A sign at a Glen Canyon Dam overlook says, “Defacing natural features destroys our heritage. Graffiti is unsightly and illegal." This observation crystalizes the essence of the film “DamNation.” Unintentionally, it is a clouded crystal.
See “DamNation” if for no other reason than to drink in the beauty and sustenance of the waters. You can see “DamNation” as a smooth ride corroborating that “Just like any resource development in America, we took it too far.” You might also see “DamNation” as a reminder that making the case for tearing down dams requires more than kumbaya sensibilities.
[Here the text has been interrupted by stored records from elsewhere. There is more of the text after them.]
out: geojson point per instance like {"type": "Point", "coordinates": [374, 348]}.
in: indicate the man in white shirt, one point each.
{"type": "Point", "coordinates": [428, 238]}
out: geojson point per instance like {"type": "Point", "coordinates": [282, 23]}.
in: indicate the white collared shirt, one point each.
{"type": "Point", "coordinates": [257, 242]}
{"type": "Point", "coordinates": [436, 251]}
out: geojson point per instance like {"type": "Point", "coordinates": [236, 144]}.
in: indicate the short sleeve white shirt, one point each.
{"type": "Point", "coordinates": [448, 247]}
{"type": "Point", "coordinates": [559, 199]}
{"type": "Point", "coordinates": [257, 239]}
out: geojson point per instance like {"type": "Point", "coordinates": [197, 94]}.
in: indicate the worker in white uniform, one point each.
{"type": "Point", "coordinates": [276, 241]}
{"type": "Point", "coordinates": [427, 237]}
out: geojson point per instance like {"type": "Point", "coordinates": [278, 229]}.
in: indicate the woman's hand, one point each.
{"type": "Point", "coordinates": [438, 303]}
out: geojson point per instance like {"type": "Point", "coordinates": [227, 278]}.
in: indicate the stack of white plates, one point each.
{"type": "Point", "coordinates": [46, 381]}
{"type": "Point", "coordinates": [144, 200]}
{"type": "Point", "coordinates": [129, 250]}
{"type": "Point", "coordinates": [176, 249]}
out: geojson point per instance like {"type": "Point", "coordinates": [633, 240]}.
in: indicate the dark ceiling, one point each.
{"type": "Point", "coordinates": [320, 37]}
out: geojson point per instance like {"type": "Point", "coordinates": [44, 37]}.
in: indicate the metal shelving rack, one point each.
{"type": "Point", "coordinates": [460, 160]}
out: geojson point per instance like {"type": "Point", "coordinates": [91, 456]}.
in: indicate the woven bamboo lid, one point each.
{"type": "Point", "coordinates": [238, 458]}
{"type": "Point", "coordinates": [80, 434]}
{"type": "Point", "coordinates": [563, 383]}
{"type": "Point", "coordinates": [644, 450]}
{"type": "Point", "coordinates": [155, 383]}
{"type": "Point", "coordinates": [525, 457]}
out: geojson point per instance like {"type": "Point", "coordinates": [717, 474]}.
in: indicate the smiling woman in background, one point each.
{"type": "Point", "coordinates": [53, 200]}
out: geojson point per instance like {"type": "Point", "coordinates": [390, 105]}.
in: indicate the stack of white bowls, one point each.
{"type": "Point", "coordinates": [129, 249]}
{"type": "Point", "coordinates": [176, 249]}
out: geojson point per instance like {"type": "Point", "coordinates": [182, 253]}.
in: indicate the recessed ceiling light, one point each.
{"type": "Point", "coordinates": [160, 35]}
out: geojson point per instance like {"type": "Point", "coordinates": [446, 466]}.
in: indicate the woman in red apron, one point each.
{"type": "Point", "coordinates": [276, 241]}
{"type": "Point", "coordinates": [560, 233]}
Thoroughly documenting obsolete value propositions of dams … this is difficult to make into a satisfying trip to the movies. This film chooses to be easier to watch, sometimes even playful, rather than methodical or hard hitting.
It seems to rely on sympathy for drowned native cultures rather than thoroughly debunking the misguided case for the cultures of big industry and consumptive comfort. It seems to rely on sympathy for free flowing fishies rather than demonstrating more roundly the ill effects of blocked rivers and slack, silted waters for miles upon miles.
Actually, “DamNation” covers a fair amount of muckraking ground. It might have gone farther in exposing the economics, politics and bureaucracy that repurposes sanity and hushes researched conclusions.
In the heyday of big dam projects, Floyd Dominy came to be head of the Bureau of Reclamation. The film quotes him saying about Glen Canyon, “There was nothing there.” Some would say that hydroelectric power and Lake Powell is something there that America needed and wanted more.
That sign at Glen Canyon Dam lifts the argument to political poetry, in part because it can call to mind the monkey-wrenching tactics of activists highlighted in the film. Some would say that the monster dam burying the natural treasure and natural cycles of Glen Canyon is what’s unsightly and heritage-destroying. Some would say we rail against graffiti because it deflects us from attending to more profound, more troubling messages.
There’s always a price to pay, whether it’s getting things done or getting things undone. Either way, it costs mega-more than a ticket to a good awareness-raising film like “DamNation.”